S-ca.......(sex-chromosome abnormality)
FREQUENTLY ASKED QUESTIONS (FAQ)


WHAT IS S-CA?

It is a genetic disorder, which occurs at conception. It is only found in males and the chromosomes in the sex line has at least one extra "X". To date, it is unknown whether the extra X comes from the father or the mother or from both parents. In the medical community, it is more commonly known as 47,xxy, but there are many variants to this genetic structure, such as XXXY, XXXXY, XXYY, XX/XXY, XY/XXXY, XX/XXY, XY/XXY, XXY/XXXXY, XxY/Xx/XY, XXXYY, XXY/XX, XXY/XY, XXY/XYY, XXY/XXXY, XXX/XXXY, XXXXY/XXXXXY/XXX, XX(Y), XXXXYY/XXXXY/XXX, XO/XY/XXY, YO/XY,XXY, XO/XX/XY/XXY/XXXY, XY/XXY/XXxY, XY/XXY/XXXY, XX/XxY, XX/XY/XXY

WHAT ARE THE MOST COMMON SYMPTOMS?

Gynecomastia, an abnormal enlargement of one or both breasts in men; hard tiny testicles that never grow, infertility, incomplete masculine body build, height, (6 ft. or more), may not be particularly athletic or co-ordinated. The penis is usually of average length. There may be a decreased growth of facial and other body hair and the male will have long legs, longer than normal arms and can exhibit poor social skills and poor social adaptation.

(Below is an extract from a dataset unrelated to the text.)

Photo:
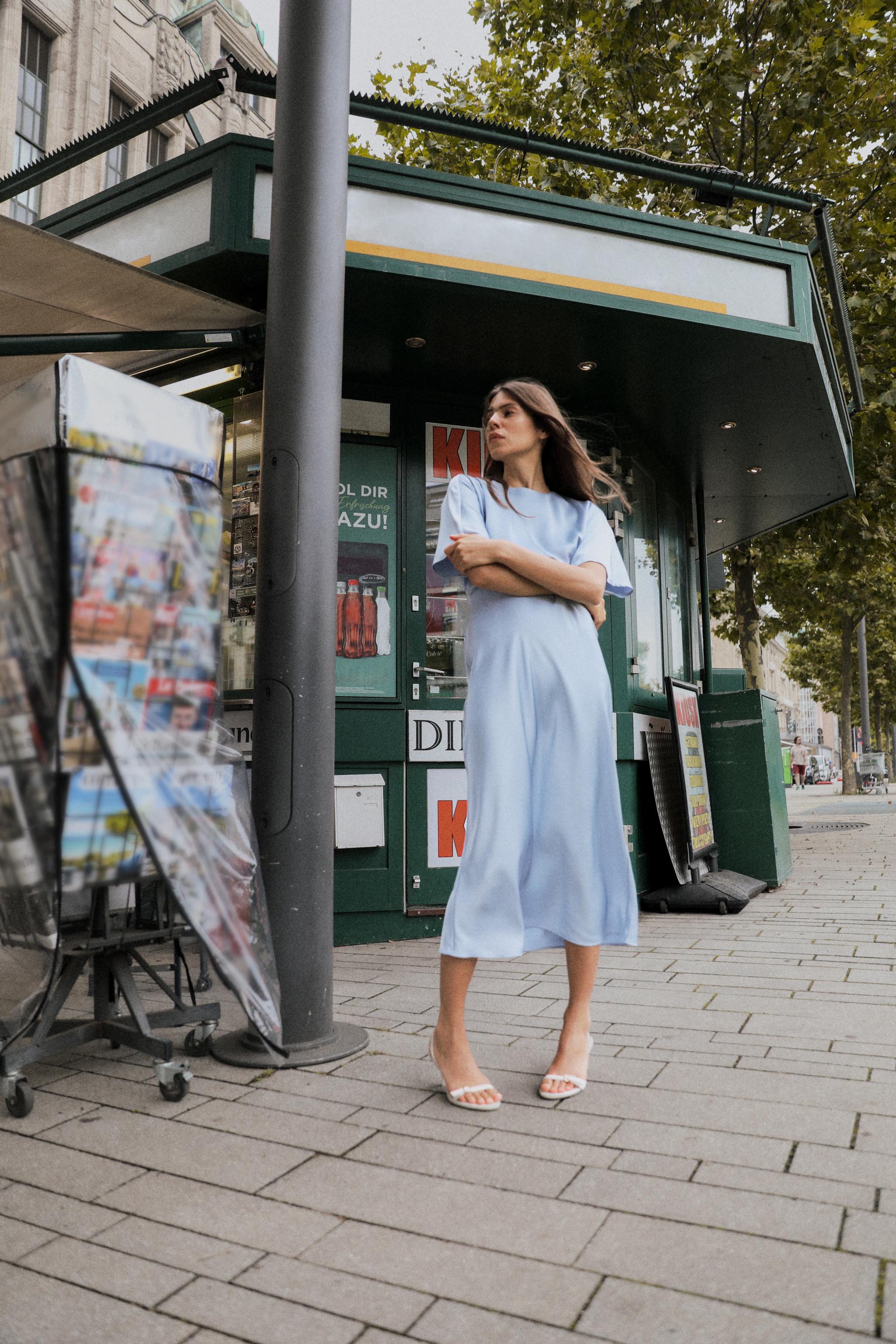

ARE THERE OTHER POSSIBLE SYMPTOMS?

Increased risk for speech and language problems
Preference for quiet games
Introversion
Frequently shy
Hand tremors
Frustration based outbursts
Difficulties in concentrating
Restless sleep patterns
Lower level of activity
Difficult to awaken in the mornings
Lower degree of self esteem
A form of dyslexia
To some degree, enuchoidal stature,,,,arm span is usually 2 inches longer than height.

Without HRT, a better opportunity to develop cardio-vascular arteriosclerosis (hardening of the arteries)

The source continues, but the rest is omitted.